Donald Trump erlebt es nun endlich mit: Prinz Harry und Meghan Markle verlassen die USA – ein Schritt, über den sich der Präsident vermutlich nicht ärgern dürfte. Trump hält sich zu den Sussexes jedoch nicht bedeckt. Er hat sich entschieden, deutliche Worte über das Paar zu finden, und richtet sich nun gegen Meghan.
Prinz Harry und Meghan Markle sind vergangene Woche zusammen mit ihren Kindern, Prinz Archie und Prinzessin Lilibet, im Vereinigten Königreich gelandet.

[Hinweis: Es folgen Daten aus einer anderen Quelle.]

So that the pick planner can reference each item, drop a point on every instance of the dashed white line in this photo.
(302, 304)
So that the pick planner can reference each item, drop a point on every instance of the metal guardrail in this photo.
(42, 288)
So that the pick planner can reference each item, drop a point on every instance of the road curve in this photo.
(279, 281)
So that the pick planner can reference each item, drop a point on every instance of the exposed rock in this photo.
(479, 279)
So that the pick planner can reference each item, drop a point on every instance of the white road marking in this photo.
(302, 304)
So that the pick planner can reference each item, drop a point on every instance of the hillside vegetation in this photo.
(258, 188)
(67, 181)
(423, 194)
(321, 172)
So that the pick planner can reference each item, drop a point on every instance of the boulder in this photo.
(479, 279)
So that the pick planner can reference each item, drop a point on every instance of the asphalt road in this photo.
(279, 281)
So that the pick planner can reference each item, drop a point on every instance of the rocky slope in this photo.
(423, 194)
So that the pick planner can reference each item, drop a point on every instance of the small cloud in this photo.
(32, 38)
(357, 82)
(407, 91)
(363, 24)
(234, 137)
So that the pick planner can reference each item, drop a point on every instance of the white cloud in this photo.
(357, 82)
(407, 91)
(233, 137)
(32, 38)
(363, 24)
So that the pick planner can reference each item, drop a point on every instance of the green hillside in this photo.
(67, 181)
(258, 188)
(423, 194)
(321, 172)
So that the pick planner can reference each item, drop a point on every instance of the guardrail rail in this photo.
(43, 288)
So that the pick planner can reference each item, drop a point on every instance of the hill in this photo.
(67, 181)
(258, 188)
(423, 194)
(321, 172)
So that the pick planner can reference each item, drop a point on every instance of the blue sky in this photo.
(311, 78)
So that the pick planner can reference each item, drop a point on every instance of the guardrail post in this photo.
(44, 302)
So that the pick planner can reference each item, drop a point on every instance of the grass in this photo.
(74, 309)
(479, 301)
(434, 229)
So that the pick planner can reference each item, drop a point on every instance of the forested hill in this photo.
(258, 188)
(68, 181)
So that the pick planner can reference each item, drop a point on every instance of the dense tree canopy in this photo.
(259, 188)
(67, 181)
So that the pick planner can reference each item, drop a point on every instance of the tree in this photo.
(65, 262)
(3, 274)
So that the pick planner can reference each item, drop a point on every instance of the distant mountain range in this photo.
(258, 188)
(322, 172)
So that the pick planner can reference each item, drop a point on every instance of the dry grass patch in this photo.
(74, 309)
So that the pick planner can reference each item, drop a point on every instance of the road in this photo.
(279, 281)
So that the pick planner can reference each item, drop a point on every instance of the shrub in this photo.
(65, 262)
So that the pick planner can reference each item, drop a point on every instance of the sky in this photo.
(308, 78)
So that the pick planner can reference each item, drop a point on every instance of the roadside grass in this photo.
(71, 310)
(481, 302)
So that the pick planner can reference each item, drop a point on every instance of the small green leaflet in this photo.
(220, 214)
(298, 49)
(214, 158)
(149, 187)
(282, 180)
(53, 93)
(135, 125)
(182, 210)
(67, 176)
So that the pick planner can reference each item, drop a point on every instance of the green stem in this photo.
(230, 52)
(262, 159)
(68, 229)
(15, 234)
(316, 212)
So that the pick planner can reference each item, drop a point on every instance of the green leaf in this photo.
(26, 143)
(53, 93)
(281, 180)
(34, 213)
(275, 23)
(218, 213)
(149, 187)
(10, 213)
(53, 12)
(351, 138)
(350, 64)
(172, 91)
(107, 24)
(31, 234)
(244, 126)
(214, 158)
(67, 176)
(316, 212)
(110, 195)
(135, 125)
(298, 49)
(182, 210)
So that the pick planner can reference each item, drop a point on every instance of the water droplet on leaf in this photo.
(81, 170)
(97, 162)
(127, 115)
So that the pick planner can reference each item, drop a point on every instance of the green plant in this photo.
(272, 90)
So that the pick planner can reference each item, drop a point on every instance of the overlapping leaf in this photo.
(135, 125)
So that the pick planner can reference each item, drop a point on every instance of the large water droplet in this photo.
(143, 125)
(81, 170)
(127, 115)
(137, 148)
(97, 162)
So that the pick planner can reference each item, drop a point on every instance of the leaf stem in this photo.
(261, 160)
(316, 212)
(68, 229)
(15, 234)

Das Paar hat sein üppiges Leben in Montecito, Kalifornien, hinter sich gelassen und ist stattdessen nach Großbritannien zurückgezogen.
Wie lange sie bleiben werden, weiß niemand genau; Berichten zufolge haben sie ihre Kinder jedoch bereits an britischen Schulen angemeldet.
Die Rückkehr der Sussexes nach Großbritannien stößt auf gemischte Reaktionen, nicht zuletzt innerhalb der königlichen Familie. König Charles soll sich darüber freuen, mehr Zeit mit seinen Enkelkindern verbringen zu können. Anders sieht es offenbar bei Prinz William und Kate Middleton aus. Einer Quelle zufolge sei William über Harrys Rückkehr wütend, werde sich davon jedoch nicht beeindrucken lassen.
„Harry hat außergewöhnliche Dinge über die Familie gesagt. William gehört zu den Menschen, bei denen es kein Zurück mehr gibt, wenn man Vertrauen bricht und einen bestimmten Punkt überschreitet. Früher hätte William gesagt: ‚Er ist 5.000 bis 6.000 Meilen entfernt, das ist nicht mein Problem, er lebt in einem anderen Land'“, erklärte eine Quelle laut Express.
Donald Trump bricht sein Schweigen zu Prinz Harrys und Meghan Markles Rückkehr nach Großbritannien
„Aber jetzt steht er plötzlich wieder vor der Haustür. Ich glaube einfach nicht, dass er über diese Situation überhaupt glücklich sein wird.“
Auf der anderen Seite des Atlantiks freut sich unterdessen mindestens eine Person darüber, dass die beiden gehen. Prinz Harry und Meghan Markle haben ein äußerst angespanntes Verhältnis zu Präsident Donald Trump, der sich in der Fehde, die vor einigen Jahren begann, als der Duke und die Duchess ihr royales Leben hinter sich ließen, auf die Seite der königlichen Familie gestellt hat.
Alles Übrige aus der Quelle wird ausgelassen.